D. Uno sciocco paragone. Hai dimenticato che tutto è «Wille» e che tu stesso sei «Wille»; onde la pena la porta sempre il «Wille». Ecco un fondamento incrollabile di morale, che non ha trovato né il giudaismo, né il cattolicismo, né il panteismo, né il materialismo: la gloria è tutta e solo di Schopenhauer. Il quale, assicurata la morale, pensa a darti una ricetta anche per la politica. Sta’ attento.

A. Son tutt’orecchi e. Qui sta il nodo. Una filosofia per me è vera o falsa, benedetta o maledetta, secondo che mi accosta o mi discosta da Campagna.

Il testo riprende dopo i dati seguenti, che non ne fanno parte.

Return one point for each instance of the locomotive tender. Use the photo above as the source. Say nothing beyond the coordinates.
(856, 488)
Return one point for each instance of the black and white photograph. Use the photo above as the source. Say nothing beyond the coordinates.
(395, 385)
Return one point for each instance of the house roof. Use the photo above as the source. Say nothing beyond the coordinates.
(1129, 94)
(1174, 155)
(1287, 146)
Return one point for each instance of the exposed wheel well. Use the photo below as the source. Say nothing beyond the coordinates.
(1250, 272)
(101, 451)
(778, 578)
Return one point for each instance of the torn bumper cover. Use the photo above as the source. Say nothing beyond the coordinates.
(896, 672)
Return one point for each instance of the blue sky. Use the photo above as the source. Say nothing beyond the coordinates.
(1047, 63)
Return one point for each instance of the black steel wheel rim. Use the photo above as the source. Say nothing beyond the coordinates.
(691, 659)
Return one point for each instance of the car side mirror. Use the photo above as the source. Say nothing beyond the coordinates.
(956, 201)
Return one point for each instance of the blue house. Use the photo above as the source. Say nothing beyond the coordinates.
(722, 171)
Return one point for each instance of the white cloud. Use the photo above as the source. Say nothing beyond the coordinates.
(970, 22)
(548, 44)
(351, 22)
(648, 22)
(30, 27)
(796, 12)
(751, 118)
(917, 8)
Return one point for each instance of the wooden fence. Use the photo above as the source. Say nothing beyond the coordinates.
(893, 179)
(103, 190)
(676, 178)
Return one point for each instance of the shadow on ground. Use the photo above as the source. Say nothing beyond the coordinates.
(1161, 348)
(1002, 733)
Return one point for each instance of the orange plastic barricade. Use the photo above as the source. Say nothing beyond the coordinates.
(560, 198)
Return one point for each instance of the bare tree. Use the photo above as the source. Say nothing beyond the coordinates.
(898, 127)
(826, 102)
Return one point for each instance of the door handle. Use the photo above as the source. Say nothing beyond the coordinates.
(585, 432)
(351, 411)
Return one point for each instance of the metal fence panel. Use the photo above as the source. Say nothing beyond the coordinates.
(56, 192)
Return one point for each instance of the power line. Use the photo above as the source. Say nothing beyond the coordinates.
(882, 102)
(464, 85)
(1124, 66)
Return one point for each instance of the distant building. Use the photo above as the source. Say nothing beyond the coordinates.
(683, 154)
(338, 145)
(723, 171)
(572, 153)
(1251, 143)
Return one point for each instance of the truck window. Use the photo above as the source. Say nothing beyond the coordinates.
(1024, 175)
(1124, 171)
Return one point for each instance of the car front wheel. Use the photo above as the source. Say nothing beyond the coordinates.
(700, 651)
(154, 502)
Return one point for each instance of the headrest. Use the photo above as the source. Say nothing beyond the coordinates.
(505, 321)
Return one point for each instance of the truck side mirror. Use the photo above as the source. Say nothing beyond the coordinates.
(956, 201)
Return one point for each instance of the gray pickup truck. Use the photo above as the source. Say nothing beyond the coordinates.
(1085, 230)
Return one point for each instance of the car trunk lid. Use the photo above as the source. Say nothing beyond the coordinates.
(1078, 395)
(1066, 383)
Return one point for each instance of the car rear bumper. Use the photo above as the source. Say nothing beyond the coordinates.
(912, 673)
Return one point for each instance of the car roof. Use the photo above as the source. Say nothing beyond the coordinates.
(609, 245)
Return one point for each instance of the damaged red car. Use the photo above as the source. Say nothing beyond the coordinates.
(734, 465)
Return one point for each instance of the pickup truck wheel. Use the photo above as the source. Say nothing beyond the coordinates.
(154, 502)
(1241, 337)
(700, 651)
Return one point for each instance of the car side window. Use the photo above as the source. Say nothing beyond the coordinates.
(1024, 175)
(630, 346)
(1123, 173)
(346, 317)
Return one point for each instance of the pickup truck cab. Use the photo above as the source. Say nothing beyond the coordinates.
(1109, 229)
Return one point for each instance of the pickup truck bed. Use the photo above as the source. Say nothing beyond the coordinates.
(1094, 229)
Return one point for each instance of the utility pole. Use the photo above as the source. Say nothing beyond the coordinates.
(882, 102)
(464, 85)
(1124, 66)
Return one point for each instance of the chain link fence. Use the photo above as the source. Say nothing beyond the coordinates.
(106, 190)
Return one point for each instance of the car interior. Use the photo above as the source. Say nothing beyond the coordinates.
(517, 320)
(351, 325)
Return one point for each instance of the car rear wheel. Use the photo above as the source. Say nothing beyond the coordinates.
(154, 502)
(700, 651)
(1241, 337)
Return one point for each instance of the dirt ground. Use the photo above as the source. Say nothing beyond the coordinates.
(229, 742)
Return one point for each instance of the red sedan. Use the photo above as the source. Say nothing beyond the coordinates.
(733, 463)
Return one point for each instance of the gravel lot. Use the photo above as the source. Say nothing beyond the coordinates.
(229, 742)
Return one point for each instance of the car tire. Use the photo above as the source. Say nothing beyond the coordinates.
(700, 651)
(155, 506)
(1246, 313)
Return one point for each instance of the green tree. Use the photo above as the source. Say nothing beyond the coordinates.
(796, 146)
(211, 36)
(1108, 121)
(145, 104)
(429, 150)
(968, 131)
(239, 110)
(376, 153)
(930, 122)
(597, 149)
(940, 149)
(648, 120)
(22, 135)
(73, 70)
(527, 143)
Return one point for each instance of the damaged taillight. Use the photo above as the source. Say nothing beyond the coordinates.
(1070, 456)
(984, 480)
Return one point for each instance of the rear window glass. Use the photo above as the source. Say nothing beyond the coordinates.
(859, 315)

D. Immagina che Campagna ci senta, e vedi se non batterebbe lui prima le mani. Senti prima quello che dice de’ liberali d’oggigiorno. Costoro, nota Schopenhauer1, si chiamano ottimisti, credono che il mondo abbia il suo scopo in sé stesso, e che noi navighiamo diritto verso la felicitá. E perché veggono la terra travagliata da ogni maniera di mali, ne accaggionano i Governi e predicano che, tolti questi, si avrebbe il paradiso in terra, si raggiungerebbe lo scopo del mondo. Il quale scopo del mondo, a tradurlo nel giusto linguaggio, non è che il loro scopo, quello di mangiare e ubbriacarsi, crescere e moltiplicarsi, senza darsi una pena al mondo.

A. Campagna dice che lo ha detto tante volte lui.

D. A intenderli, parlano di umanitá e di progresso; in sostanza pensano al ventre. Immaginano che lo Stato abbia una missione: che sia l’organo, l’istrumento del progresso; il che significa, nel loro linguaggio, dispensiere d’impieghi e di quattrini per loro. Ma ecco la veritá. Gli uomini sono di natura



  1. Parerga und Paralipomena, vol. XI, cap. IX. — Die Welt als Wille und Vorstellung, vol. II, cap. XVII.